A Juneteenth flag in front of the sunset

Some brands have found effective ways to honor and celebrate Juneteenth since it became a nationally recognized holiday in 2021. But several brands have failed to put their best foot forward. We’re diving into the dos and don’ts for honoring Juneteenth as a brand in content marketing.

Juneteenth is short for June 19th, the day that the troops arrived in Texas to take over and free all enslaved people in 1865. This occurred over two years after the Emancipation Proclamation was put into place. The 13th amendment was ratified in December 1865, formally abolishing slavery in America. 

Celebrations of freedom arose everywhere and in 1866, the residents of Texas organized an annual holiday, called “Jubilee Day” on June 19, which would later become Juneteenth. Texas became the first state to make Juneteenth an official holiday in 1979, and on June 17, 2021, it became a federal holiday. 

Companies who got Juneteenth marketing wrong

Old Navy launched a Juneteenth campaign that was quickly cut short. It entailed Black influencers buying their line of Juneteenth t-shirts. On top of that, the influencers accused them of lowballing them when it came to payment for the campaign. 

Next, there was the Twitter post portraying the NHL’s San Jose Sharks mascot breaking “shackles” of “slavery.” The post has been removed. 

Lastly, Ford had a commercial running about the history of the three-fifths rule in this country, along with a brief summary of the Juneteenth history.

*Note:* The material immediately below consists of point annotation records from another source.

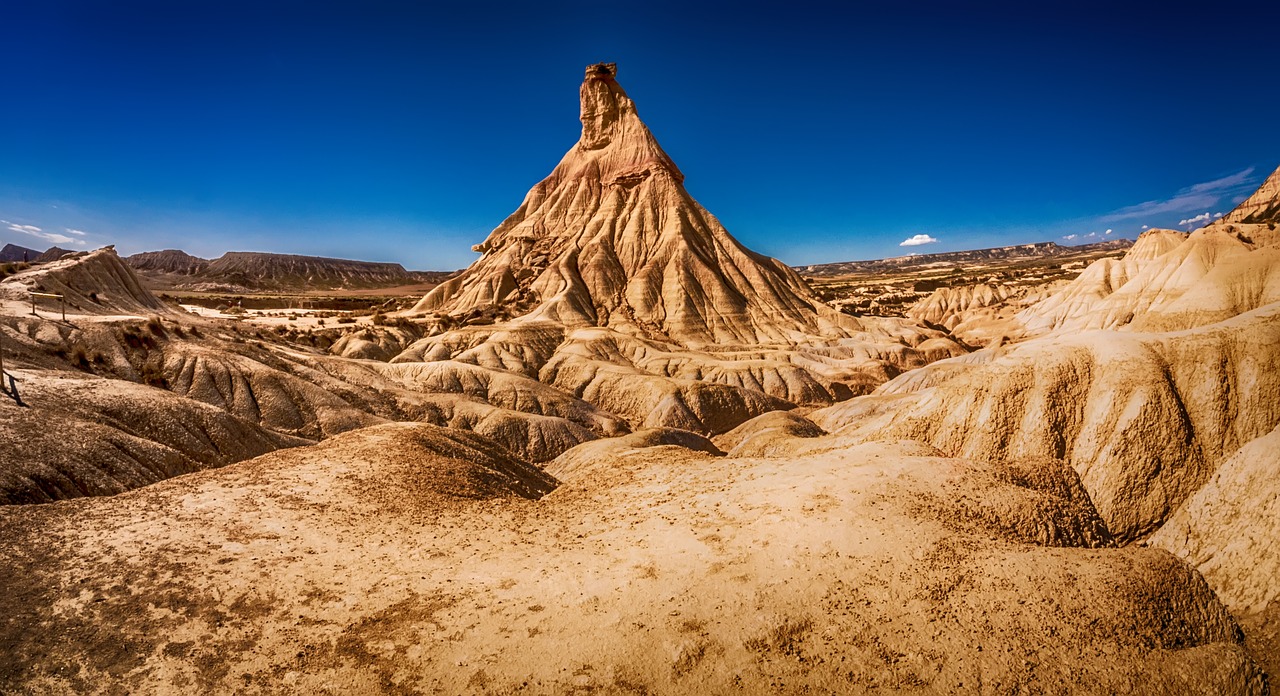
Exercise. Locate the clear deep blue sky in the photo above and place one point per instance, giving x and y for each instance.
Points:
(816, 132)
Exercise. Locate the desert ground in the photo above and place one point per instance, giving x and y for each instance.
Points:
(621, 453)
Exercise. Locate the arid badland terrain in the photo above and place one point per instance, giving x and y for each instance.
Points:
(624, 454)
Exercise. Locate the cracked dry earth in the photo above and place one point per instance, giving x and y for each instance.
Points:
(407, 558)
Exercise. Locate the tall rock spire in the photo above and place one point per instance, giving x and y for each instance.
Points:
(611, 238)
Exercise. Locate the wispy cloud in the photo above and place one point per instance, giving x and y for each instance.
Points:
(32, 230)
(917, 241)
(1196, 220)
(1196, 196)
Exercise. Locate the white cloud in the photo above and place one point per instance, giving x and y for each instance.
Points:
(1196, 196)
(917, 241)
(48, 236)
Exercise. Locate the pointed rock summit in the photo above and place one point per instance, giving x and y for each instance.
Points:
(611, 238)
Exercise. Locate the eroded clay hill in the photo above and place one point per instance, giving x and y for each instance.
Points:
(624, 454)
(611, 238)
(611, 283)
(1261, 207)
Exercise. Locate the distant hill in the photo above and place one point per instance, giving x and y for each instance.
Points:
(51, 253)
(13, 252)
(250, 271)
(170, 261)
(1040, 250)
(1264, 206)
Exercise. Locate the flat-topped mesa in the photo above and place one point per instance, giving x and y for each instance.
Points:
(611, 238)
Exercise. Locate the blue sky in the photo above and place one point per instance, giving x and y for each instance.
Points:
(816, 132)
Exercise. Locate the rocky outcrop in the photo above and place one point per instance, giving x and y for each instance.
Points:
(1165, 283)
(951, 306)
(611, 238)
(168, 261)
(14, 253)
(1230, 529)
(1262, 206)
(80, 435)
(94, 283)
(1146, 419)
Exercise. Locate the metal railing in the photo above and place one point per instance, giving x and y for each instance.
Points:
(13, 381)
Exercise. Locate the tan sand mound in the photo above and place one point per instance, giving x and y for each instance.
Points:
(667, 571)
(599, 454)
(504, 390)
(78, 435)
(951, 306)
(259, 392)
(768, 435)
(1211, 275)
(94, 283)
(1262, 206)
(1143, 417)
(1230, 529)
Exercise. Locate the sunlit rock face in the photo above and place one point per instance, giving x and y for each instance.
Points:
(611, 238)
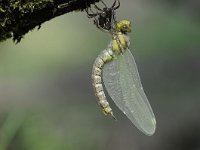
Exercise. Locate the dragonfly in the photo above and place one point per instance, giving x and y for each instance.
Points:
(104, 18)
(116, 68)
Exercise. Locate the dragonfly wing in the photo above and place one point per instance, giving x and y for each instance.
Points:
(123, 84)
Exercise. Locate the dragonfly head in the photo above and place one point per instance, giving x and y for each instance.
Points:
(123, 26)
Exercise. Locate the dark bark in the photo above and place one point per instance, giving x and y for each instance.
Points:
(18, 17)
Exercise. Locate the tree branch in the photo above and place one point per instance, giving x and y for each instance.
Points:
(18, 17)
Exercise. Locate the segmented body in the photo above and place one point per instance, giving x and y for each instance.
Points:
(119, 42)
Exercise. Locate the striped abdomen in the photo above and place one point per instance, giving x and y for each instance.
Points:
(104, 57)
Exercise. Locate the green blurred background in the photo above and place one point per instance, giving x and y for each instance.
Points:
(46, 97)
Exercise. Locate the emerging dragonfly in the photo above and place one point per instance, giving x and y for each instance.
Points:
(122, 81)
(104, 18)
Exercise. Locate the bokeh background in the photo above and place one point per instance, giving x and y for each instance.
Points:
(46, 97)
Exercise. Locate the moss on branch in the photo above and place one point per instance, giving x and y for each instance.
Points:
(18, 17)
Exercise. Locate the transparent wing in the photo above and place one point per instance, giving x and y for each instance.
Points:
(122, 82)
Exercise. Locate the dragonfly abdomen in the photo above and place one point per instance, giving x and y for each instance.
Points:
(104, 57)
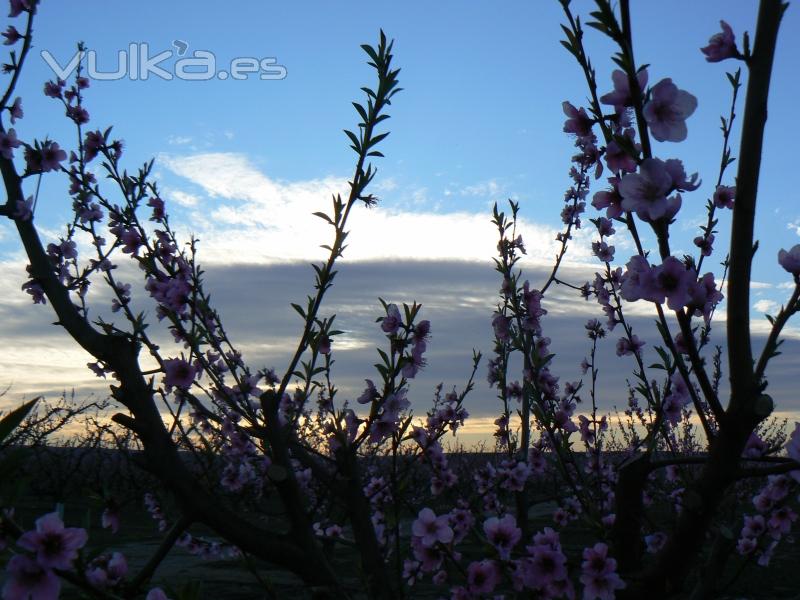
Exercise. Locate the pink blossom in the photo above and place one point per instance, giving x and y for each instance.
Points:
(12, 36)
(16, 110)
(178, 373)
(430, 529)
(621, 96)
(8, 141)
(680, 181)
(598, 574)
(667, 111)
(92, 144)
(56, 546)
(29, 579)
(503, 534)
(724, 196)
(617, 158)
(722, 45)
(392, 321)
(790, 260)
(646, 192)
(611, 199)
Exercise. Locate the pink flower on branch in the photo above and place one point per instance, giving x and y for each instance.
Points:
(667, 111)
(503, 534)
(790, 260)
(55, 546)
(179, 373)
(28, 579)
(621, 96)
(721, 45)
(430, 529)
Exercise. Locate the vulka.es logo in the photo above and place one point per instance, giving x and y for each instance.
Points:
(137, 64)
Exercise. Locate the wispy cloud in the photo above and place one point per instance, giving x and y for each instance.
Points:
(766, 306)
(258, 219)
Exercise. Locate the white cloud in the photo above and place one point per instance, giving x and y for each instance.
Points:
(183, 198)
(179, 140)
(766, 306)
(252, 218)
(490, 189)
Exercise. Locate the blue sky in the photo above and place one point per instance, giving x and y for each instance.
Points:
(243, 163)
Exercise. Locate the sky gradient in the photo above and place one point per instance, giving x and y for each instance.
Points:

However, people quickly began questioning the authenticity of this effort, since it appears to be made up of stock footage. 

The problem with all of these previously listed examples is that they seem performative, not genuinely advocating for the cause at hand. 

Juneteenth commemorations done right

Lyft shared a social post declaring Juneteenth an official holiday for the company in 2020. 

“Celebrating Juneteenth is just one step in our ongoing journey toward racial equality at Lyft and in this country. We’re committed to building a company that reflects the people we serve,” Lyft said in a statement made on Twitter. 

JCPenney interviewed activist Opal Lee, “the grandmother of Juneteenth” on video and added in snippets that displayed her activism journey in regard to getting Juneteenth acknowledged as a federal holiday. The company donated $100,000 to her cause as well. 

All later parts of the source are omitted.